For an example of a free format file see the data available on the web data given url e.g
http://uz.stats/datasets
We can read the a free format data set into Stata using the command
. infile str20 var1 var2 var3 var4 using http://uz.stats/datasets/hhdata.raw
The infile command is followed by the names of the variables. Because the var1 is a string rather
than a numeric variable we precede the name with str20, which sets the type of the variable as a
string of up to 1420 characters. All other variables are numeric, which is the default type.
The keyword using is followed by the name of the file, which can be a file on your computer, a
local network, or the internet. In this example we are reading the file directly off the internet. And
that's all there is to it.

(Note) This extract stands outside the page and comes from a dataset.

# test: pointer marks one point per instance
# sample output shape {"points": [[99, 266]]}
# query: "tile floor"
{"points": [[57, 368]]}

For more information on this command type help infile1. To see what we
got we can list a few cases
. list in 1/3
Fixed Format (e.g from CSPRO)
Survey data often come in fixed format, with one or more records per case and each variable in a
fixed position in each record.

The simplest way to read fixed-format data is using the infix command to specify the columns
where each variable is located. As it happens, the effort data are neatly lined up in columns, so we
could read them as follows:
infix str var1 2-19 var2 20-24 var3 25-29 var4 30-40 using http://uz.stats/datasets/hhdata.raw, clear
This says to read the variable1 from columns 2-19, var2 from columns 20-24, and so on. It is, of
course, essential to read the correct columns. We specified that variable 1 was a string variable
but didn't have to specify the width, which was clear from the fact that the data are in columns 2-
19. The clear option is used to overwrite the existing dataset in memory.
If you have a large number of variables you should consider typing the names and locations on a
separate file, called a dictionary, which you can then call from the infix command.
The infile command can also be used with fixed-format data and a dictionary. This is a very
powerful command that gives you a number of options not available with infix; for example it
lets you define variable labels right in the dictionary, but the syntax is a bit more complicated.
In most cases you will find that you can read free-format data using infile and fixed-format data
using infix. For more information on the trade-offs see help infiling.
Data can also be typed directly into Stata using the input command, see help input, or using the
built-in Stata data editor available through Data|Data editor on the menu system.
Data Label and Notes
Stata lets you label your dataset using the label data command followed by a label of up to 80
characters (244 in Stata SE). You can also add notes of up to ~64K characters each using the
notes command followed by a colon and then the text:
. label data "Household Data"

. notes: Food and Nutrition Security Data set for farmers in Mberengwa District
Users of the data can type notes to see your annotation. Documenting your data carefully always
pays off.
Variable Labels and Notes
You can (and should) label your variables using the label variable command followed by the
name of the variable and a label of up to 80 characters enclosed in quotes. With the infile
command you can add these labels to the dictionary, which is a natural home for them. Otherwise
you should prepare a do file with all the labels. Here's how to define labels for the three variables
in our dataset:
. label variable var1 " First name of RESPONDENT"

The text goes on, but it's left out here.